In terms of the use of data journalism and data visualizations, it is useful to distinguish between two key periods: the period of the riots themselves and the ways in which data helped tell stories as the riots unfolded; and then a second period of much more intense research with two sets of academic teams working with The Guardian, to collect data, analyze it and write in depth reports on the findings. The results from the first phase of the Reading the Riots project were published during a week of extensive coverage in early December 2011. Below are some key examples of how data journalism was used during both periods.

Phase One: The Riots As They Happened

By using simple maps the Guardian data team showed the locations of confirmed riots spots and through mashing up deprivation data with where the riots took place started debunking the main political narrative that there was no link to poverty. Both of these examples used off the shelf mapping tools and in the second example combine location data with another data set to start making other connections and links.

In relation to the use of social media during the riots, in this case Twitter, the newspaper created a visualization of riot related hashtags used during this period, which highlighted that Twitter was mainly used to respond to the riots rather than to organize people to go looting, with #riotcleanup, the spontaneous campaign to clean up the streets after the rioting, showing the most significant spike during the riot period.

Phase Two: Reading the Riots

When the paper reported its findings from months of intensive research and working closely with two academic teams, two visualizations stand out and have been widely discussed. The first one, a short video, shows the results of combining the known places where people rioted with their home address and showing a so-called ‘riot commute’. Here the paper worked with transport mapping specialist, ITO World, to model the most likely route traveled by the rioters as they made their way to various locations to go looting, highlighting different patterns for different cities, with some traveling long distances.

The second one deals with the ways in which rumors spread on Twitter. In discussion with the academic team, seven rumors were agreed on for analysis. The academic team then collected all data related to each rumor and devised a coding schedule that coded the tweet according to four main codes: people simply repeating the rumor (making a claim), rejecting it (making a counter claim), questioning it (query) or simply commenting (comment). All tweets were coded in triplicate and the results were visualized by the Guardian Interactive Team. The Guardian team has written about how they built the visualization.
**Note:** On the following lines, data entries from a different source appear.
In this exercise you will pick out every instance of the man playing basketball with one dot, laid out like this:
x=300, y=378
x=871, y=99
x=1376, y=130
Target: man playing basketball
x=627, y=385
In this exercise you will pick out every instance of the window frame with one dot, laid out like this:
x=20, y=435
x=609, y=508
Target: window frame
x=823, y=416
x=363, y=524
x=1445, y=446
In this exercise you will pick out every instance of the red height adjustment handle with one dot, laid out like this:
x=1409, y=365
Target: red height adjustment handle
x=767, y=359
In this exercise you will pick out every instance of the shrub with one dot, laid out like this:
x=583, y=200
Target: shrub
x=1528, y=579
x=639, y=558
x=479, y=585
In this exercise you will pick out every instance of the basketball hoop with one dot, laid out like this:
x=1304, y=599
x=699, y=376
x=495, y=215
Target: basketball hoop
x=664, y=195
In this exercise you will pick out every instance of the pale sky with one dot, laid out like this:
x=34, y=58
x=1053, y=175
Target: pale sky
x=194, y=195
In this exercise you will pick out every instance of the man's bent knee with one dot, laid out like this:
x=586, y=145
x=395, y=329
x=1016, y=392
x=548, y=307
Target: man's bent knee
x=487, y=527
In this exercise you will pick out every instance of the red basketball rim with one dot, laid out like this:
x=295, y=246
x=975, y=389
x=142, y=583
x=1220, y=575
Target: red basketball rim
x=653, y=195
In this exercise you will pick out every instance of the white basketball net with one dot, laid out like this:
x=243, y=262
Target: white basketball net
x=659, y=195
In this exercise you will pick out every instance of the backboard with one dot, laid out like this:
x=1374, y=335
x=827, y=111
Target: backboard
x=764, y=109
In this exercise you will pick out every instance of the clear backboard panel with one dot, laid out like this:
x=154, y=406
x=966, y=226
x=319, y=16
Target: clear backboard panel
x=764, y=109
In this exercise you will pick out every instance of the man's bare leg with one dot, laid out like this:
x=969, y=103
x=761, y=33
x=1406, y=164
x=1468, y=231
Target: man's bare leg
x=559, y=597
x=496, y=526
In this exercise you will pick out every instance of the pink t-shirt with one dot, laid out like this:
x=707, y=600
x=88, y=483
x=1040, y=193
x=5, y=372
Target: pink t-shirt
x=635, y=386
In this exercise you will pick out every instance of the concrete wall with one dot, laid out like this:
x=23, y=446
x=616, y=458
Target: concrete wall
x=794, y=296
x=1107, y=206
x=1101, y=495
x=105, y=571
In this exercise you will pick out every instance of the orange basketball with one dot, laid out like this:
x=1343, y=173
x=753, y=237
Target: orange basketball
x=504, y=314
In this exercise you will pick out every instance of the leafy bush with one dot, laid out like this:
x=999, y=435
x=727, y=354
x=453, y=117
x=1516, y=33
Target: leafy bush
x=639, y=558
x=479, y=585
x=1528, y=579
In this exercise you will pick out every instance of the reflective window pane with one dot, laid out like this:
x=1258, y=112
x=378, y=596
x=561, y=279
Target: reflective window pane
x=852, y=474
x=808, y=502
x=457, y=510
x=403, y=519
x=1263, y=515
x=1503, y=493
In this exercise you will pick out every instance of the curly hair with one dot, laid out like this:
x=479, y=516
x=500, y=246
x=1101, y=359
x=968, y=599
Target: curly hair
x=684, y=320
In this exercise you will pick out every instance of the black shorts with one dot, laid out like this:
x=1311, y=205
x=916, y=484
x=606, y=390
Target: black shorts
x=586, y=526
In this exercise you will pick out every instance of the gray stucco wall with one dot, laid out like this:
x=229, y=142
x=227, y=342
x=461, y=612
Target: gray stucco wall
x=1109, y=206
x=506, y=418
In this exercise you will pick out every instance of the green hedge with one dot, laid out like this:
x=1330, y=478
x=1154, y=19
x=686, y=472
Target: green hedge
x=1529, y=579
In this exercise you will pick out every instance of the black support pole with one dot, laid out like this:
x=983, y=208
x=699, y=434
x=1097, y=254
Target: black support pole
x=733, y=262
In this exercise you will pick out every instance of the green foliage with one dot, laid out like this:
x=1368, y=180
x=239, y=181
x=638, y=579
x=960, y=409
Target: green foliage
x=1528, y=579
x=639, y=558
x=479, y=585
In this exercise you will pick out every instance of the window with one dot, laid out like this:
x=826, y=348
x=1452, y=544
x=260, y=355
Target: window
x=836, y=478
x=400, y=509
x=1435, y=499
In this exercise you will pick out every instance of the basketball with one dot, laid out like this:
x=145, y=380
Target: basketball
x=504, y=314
What is so striking about this visualization is that it powerfully shows what is very difficult to describe and that is the viral nature of rumors and the ways in which their life cycle plays out over time. The role of the mainstream media is evident in some of these rumors (for example outright debunking them, or indeed confirming them quickly as news), as is the corrective nature of Twitter itself in terms of dealing with such rumors. This visualization not only greatly aided the story telling, but also gave a real insight into how rumors work on Twitter, which provides useful information for dealing with future events.

What is clear from the last example is the powerful synergy between the newspaper and an academic team capable of an in depth analysis of 2.6 million riot tweets. Although the academic team built a set of bespoke tools to do their analysis, they are now working to make these widely available to anyone who wishes to use them in due course, providing a workbench for their analysis. Combined with the how-to description provided by the Guardian team, it will provide a useful case study of how such social media analysis and visualization can be used by others to tell such important stories.